Cities and Climate Change – the Funding Gap

The infrastructure planning and financial decisions made today will determine the world’s climate and development outcomes for the next century. The Cities Climate Finance Leadership Alliance estimates a finance gap of approximately $4-5 trillion per year for sustainable and resilient infrastructure in cities. These decisions can lead to the building of low-emission, climate-resilient infrastructure that increases economic opportunity. If we continue on our current course, we will be locking the world into a carbon-intensive pathway which will lead to disastrous climate change.

Unless effective action is taken soon, the world will heat up to a devastating degree over the course of this century. Storms, floods and other extreme weather will hurt us all, and some coastal or otherwise exposed cities in particular. Many governments use the gridlock in global climate talks as an excuse for inaction. Cities and municipalities will have to drive change instead.
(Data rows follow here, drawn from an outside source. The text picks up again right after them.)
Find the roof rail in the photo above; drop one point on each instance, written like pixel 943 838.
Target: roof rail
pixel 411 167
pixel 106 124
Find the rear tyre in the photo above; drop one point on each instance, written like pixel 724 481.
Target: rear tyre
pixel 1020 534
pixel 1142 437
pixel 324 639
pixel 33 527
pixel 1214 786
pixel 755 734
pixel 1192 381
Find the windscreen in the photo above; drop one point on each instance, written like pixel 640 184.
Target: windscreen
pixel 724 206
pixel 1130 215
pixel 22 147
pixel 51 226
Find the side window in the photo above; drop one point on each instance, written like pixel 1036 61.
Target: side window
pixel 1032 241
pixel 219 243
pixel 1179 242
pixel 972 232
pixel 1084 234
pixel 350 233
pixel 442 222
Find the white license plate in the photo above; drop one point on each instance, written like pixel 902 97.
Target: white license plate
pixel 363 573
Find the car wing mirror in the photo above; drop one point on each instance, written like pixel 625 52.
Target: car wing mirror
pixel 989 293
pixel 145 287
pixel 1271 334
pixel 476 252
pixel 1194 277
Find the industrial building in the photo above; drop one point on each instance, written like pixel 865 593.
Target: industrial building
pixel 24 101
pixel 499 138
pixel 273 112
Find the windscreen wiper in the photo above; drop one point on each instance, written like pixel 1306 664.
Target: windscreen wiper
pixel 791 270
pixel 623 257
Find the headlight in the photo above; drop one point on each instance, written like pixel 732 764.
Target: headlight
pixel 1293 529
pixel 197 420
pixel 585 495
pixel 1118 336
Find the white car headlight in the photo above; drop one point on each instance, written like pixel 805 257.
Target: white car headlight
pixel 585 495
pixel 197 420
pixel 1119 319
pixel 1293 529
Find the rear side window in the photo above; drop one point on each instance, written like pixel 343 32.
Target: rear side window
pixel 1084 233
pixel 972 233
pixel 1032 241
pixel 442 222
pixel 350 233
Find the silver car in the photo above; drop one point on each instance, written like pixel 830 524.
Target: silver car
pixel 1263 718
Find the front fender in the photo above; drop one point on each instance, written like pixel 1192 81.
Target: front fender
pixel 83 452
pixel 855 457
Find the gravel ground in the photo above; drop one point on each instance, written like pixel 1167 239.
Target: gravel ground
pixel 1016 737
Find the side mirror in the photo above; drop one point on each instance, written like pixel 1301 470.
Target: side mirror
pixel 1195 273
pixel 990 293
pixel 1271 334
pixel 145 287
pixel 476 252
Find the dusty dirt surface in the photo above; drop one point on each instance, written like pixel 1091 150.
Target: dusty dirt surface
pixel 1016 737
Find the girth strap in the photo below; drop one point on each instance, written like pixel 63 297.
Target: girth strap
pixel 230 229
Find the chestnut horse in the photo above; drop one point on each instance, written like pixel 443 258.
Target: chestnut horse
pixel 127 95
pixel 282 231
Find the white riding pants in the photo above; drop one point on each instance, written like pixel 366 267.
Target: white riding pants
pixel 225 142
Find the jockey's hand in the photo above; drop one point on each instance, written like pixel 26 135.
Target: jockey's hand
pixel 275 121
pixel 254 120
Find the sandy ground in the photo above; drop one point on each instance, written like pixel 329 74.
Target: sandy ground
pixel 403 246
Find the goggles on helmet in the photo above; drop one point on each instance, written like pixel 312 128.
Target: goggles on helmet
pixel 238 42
In much of Europe, local governments account for the vast majority of public spending on environmental policies.

Nowhere are infrastructure decisions more critical than in cities, which house half the world’s population, consume 70 percent of the world’s energy, and release the most greenhouse-gas emissions. How the world feeds, houses, transports, and powers its cities, will shape our collective climate future. By 2050, up to 70% of the world’s total population, 3 billion more people, will live in cities.The ability to finance this transition is of the utmost importance and poses the greatest challenge to cities. Major cities all over the world have started to issue “green bonds” as a way to solving the funding gap. It is expected that New York will spend over $27 billion on green infrastructure in the coming years.

Private institutional investors, such as pension funds and insurance companies, are another potential source of funding. They should be able to find sustainable urban infrastructure as an attractive addition to their portfolios. But although some private entities are starting to invest in municipal projects for renewable energy or public transport, their number is tiny compared with the need. The area of energy savings should be at the heart of the municipal climate change agenda.